- Born: January 28, 1768 Philadelphia
- Died: July 26, 1836 (aged 68)
- Occupations: Pharmacist, entrepreneur

= Elizabeth Marshall (pharmacist) =

American entrepreneur and pharmacist

Elizabeth Marshall (January 28, 1768 – July 26, 1836) was an American entrepreneur who became the second female pharmacist in the United States.

==Early life==
Marshall was born at 56 Chestnut Street (old number) on January 28, 1768.

==Family==
Marshall was the eldest daughter of Charles Marshall (1744–1825), the proprietor of a pharmacy in Philadelphia and the first president of Philadelphia College of Apothecaries. She had two brothers and seven sisters. Her mother, Patience (Parrish) Marshall, changed her name to "Patience" from "Ann" after her aunt Patience Howell.

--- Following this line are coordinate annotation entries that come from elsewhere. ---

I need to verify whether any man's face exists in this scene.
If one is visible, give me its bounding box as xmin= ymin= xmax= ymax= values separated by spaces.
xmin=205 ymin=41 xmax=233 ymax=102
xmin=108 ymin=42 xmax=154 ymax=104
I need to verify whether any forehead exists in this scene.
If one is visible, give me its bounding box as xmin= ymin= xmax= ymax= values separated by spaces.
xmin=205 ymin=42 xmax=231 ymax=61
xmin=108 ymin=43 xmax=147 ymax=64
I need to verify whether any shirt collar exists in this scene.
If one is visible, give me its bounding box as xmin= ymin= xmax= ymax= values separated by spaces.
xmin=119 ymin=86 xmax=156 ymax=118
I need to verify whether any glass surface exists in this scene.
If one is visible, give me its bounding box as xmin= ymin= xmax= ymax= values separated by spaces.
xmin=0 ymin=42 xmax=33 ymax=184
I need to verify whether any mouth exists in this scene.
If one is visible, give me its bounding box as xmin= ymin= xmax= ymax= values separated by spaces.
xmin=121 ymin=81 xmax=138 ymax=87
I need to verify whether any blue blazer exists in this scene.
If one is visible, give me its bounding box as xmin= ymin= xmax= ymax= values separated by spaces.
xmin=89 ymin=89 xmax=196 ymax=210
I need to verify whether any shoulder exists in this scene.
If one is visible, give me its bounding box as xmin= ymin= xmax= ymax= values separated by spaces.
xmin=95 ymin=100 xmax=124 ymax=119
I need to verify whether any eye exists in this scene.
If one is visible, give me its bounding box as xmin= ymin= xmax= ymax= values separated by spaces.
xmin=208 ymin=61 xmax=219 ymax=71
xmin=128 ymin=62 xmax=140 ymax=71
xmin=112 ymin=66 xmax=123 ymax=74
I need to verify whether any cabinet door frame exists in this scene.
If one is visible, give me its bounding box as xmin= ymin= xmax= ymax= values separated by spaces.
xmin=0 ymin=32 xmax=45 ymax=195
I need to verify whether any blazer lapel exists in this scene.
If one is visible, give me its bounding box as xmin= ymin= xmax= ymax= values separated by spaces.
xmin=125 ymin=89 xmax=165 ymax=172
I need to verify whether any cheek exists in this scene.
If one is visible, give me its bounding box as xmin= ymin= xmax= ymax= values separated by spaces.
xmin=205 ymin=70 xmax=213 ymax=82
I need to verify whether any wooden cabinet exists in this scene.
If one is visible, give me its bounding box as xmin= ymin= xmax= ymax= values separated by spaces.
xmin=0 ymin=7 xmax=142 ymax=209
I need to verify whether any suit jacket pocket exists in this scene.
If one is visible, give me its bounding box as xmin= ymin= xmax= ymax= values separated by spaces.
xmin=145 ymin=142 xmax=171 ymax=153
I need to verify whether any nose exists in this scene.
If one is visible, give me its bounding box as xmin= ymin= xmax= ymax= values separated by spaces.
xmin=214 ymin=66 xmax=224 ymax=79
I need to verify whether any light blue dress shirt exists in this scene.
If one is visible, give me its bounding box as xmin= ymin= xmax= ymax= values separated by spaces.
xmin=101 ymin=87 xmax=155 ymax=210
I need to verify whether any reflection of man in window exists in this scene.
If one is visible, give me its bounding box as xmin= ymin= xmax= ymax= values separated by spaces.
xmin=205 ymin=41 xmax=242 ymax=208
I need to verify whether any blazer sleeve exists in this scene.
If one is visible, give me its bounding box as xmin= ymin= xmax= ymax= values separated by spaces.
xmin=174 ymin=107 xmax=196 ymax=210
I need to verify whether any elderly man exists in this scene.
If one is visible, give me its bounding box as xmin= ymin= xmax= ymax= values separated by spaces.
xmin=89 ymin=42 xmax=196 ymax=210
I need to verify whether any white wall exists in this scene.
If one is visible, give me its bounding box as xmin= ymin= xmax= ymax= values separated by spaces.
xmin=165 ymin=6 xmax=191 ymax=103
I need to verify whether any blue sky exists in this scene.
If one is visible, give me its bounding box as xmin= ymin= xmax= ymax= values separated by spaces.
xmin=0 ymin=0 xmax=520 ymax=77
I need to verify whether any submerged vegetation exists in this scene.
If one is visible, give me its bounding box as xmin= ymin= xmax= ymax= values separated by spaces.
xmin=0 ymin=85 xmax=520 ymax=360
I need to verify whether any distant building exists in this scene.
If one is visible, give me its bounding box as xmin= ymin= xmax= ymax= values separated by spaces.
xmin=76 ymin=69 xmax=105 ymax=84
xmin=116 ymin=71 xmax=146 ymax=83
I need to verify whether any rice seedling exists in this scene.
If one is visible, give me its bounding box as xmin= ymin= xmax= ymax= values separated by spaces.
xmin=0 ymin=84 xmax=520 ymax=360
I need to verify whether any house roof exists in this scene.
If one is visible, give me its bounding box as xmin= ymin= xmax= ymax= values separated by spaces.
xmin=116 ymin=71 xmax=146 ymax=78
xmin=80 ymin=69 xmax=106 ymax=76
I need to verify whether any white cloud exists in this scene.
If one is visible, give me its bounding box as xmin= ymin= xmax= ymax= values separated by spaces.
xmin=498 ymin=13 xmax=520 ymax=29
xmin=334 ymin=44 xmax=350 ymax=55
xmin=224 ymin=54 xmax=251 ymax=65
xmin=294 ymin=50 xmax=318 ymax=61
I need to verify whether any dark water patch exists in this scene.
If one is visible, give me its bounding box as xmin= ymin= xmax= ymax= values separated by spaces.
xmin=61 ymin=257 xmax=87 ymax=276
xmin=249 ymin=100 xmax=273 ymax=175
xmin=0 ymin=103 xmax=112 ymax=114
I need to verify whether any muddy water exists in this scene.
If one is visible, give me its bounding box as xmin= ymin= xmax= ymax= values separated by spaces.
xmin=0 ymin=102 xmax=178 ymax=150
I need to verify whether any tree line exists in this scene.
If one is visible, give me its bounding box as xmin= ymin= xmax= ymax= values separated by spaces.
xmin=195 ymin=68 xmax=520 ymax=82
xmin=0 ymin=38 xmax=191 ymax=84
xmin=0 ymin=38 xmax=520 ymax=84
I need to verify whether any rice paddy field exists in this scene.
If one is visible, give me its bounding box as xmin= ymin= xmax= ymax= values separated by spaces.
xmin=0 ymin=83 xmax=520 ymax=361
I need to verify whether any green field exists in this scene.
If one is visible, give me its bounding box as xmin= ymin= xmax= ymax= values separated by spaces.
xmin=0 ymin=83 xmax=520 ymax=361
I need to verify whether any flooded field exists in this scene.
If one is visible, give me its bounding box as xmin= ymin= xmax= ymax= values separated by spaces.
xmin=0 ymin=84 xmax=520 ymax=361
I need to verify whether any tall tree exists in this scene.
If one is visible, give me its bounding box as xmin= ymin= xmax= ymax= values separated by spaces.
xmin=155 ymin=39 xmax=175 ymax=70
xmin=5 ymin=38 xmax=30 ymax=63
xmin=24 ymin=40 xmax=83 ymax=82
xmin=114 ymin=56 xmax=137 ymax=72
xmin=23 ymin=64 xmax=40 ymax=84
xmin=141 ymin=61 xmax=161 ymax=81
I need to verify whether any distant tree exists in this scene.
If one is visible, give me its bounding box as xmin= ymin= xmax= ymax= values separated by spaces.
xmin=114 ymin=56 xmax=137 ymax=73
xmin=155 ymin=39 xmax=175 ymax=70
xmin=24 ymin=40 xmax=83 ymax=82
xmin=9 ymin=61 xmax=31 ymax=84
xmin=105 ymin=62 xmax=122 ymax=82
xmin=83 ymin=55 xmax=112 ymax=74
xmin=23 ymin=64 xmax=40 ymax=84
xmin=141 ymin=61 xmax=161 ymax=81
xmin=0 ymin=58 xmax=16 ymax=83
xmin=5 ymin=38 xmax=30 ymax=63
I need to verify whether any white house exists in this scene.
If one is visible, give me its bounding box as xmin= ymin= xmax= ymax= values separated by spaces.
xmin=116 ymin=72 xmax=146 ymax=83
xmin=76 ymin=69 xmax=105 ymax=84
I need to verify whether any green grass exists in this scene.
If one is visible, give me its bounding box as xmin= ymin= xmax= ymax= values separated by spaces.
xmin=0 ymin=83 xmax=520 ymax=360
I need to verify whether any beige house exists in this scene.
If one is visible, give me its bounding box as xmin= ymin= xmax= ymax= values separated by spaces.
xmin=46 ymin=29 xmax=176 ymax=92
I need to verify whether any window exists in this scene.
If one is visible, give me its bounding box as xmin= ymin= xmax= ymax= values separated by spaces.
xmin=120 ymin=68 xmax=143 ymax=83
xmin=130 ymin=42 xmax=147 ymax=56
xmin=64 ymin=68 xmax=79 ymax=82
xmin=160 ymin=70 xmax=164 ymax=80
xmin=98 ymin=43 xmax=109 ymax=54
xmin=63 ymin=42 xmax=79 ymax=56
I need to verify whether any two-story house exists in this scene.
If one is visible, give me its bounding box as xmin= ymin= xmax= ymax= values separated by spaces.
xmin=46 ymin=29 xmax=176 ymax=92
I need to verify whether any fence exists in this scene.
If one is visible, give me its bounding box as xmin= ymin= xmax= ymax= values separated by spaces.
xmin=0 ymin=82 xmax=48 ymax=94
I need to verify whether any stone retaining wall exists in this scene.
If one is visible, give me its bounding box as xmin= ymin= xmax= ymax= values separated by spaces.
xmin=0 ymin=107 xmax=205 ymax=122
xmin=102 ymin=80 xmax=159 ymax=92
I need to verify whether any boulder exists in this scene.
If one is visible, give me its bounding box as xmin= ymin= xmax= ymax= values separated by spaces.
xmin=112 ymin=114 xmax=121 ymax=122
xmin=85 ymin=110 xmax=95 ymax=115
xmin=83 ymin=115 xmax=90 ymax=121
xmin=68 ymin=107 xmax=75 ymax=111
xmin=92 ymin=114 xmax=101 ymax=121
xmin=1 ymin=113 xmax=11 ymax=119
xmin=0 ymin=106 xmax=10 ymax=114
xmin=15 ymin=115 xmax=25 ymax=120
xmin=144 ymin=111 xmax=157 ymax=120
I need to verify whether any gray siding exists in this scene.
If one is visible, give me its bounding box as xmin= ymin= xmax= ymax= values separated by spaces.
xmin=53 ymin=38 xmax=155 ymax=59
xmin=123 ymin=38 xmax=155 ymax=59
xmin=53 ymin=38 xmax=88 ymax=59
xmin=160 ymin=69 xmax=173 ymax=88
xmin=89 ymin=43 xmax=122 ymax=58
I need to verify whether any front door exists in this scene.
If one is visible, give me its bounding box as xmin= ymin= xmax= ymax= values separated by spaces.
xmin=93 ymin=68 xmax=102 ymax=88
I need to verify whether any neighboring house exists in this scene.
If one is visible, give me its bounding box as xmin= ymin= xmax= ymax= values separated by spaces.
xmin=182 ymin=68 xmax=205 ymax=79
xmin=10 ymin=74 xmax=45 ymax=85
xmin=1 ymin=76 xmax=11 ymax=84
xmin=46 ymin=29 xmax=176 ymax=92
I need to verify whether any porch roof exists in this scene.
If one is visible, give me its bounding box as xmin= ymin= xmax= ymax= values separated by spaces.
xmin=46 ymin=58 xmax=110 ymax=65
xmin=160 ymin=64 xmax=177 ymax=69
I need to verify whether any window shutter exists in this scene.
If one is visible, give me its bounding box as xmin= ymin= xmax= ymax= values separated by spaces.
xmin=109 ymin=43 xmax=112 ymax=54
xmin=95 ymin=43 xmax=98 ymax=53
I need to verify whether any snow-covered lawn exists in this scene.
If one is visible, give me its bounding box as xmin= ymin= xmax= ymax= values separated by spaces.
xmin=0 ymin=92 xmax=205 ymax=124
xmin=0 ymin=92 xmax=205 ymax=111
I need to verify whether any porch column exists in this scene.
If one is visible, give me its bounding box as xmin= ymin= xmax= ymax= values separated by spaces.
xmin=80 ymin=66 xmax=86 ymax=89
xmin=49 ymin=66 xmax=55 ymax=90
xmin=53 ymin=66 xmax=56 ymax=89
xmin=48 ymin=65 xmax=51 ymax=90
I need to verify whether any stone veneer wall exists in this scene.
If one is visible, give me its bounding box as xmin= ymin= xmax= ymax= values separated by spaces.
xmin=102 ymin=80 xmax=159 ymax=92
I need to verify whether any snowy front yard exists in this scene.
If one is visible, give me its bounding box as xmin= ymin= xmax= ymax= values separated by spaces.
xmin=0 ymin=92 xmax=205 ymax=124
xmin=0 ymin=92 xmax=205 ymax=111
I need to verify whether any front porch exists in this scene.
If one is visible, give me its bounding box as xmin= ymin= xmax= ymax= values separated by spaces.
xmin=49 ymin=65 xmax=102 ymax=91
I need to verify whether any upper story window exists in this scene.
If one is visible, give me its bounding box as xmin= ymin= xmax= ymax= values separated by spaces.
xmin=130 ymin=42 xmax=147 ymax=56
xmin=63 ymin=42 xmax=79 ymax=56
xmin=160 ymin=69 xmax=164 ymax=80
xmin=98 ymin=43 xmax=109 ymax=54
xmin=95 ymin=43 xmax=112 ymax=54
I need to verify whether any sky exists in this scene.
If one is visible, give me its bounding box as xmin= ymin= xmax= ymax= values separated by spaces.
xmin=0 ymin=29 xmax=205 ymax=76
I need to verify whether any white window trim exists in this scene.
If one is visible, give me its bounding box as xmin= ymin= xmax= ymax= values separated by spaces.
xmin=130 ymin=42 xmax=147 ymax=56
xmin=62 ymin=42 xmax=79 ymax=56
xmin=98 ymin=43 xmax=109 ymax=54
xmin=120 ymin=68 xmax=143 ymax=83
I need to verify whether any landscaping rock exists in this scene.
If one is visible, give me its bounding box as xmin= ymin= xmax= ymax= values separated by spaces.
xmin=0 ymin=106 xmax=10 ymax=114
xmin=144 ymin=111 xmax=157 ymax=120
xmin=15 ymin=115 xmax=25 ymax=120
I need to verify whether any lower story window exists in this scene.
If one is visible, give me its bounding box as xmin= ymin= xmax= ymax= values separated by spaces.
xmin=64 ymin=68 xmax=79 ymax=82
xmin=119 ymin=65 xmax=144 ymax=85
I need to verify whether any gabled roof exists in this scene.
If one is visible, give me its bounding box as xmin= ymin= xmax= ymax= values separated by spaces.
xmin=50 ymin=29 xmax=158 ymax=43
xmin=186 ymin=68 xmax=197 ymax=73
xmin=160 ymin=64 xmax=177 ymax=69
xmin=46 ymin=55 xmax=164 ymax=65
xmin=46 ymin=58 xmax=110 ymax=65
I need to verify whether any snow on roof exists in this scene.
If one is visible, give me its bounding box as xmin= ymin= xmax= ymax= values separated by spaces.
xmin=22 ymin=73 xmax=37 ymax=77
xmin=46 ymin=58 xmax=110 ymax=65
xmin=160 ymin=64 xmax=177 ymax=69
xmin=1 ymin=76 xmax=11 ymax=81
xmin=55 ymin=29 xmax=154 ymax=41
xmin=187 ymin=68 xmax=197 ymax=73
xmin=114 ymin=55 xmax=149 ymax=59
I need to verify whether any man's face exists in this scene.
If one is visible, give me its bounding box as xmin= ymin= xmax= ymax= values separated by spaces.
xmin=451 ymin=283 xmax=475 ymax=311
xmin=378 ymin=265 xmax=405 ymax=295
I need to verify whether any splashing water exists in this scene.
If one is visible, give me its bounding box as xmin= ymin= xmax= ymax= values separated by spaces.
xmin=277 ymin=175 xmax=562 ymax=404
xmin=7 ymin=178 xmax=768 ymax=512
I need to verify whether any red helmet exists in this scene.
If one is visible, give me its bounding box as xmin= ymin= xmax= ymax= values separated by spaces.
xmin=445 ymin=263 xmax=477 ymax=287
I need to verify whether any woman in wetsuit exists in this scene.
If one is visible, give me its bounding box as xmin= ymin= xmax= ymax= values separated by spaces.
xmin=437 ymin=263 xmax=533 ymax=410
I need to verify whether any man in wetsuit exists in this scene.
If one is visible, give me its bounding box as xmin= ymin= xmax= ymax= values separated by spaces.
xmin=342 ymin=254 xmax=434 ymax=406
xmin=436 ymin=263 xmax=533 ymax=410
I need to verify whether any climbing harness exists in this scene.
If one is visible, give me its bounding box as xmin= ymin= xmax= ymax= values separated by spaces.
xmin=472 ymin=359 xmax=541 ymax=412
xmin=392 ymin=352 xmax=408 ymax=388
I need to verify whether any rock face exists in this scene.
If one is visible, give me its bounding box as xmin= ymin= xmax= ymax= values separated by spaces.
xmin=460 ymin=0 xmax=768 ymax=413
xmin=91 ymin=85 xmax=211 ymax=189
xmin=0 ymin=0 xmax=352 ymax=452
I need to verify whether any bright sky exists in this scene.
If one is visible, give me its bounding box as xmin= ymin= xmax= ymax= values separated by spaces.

Patience Marshall died in February 1834. Her grandmother was Sarah Thomson. Her grandfather was Christopher Marshall (d. 1797), an American revolutionary and founder of the family's pharmacy which was named Marshall Drug Store. Her grandfather thought highly of her, as shown in unpublished diary entries preserved in the Historical Society of Pennsylvania.

==Career==
Marshall worked as an apprentice in the family pharmacy from 1805. She inherited her grandfather's pharmacy, Marshall Drug Store, in 1804 and managed the business until 1825. Marshall is regarded by some as being the first female pharmacist in the United States, though Elizabeth Gooking Greenleaf was the first in 1727. Marshall ran the pharmacy for two decades. She was able to bring the shop out of bankruptcy and her efforts resulted in the pharmacy's financial success during that period. Marshall retired shortly after the death of her father in 1825 and passed her business on to her apprentices, Charles Ellis and Isaac P. Morris.

The family's pharmacy is the subject of the painting The Marshall Apothecary by Robert Thom. The painting can be found in the series "Great Moments in Pharmacy."

==Death and commemoration==
Marshall died on July 26, 1836. She was pictured on the wall of the American Pharmacists Association 2012 Women in Pharmacy Exhibit.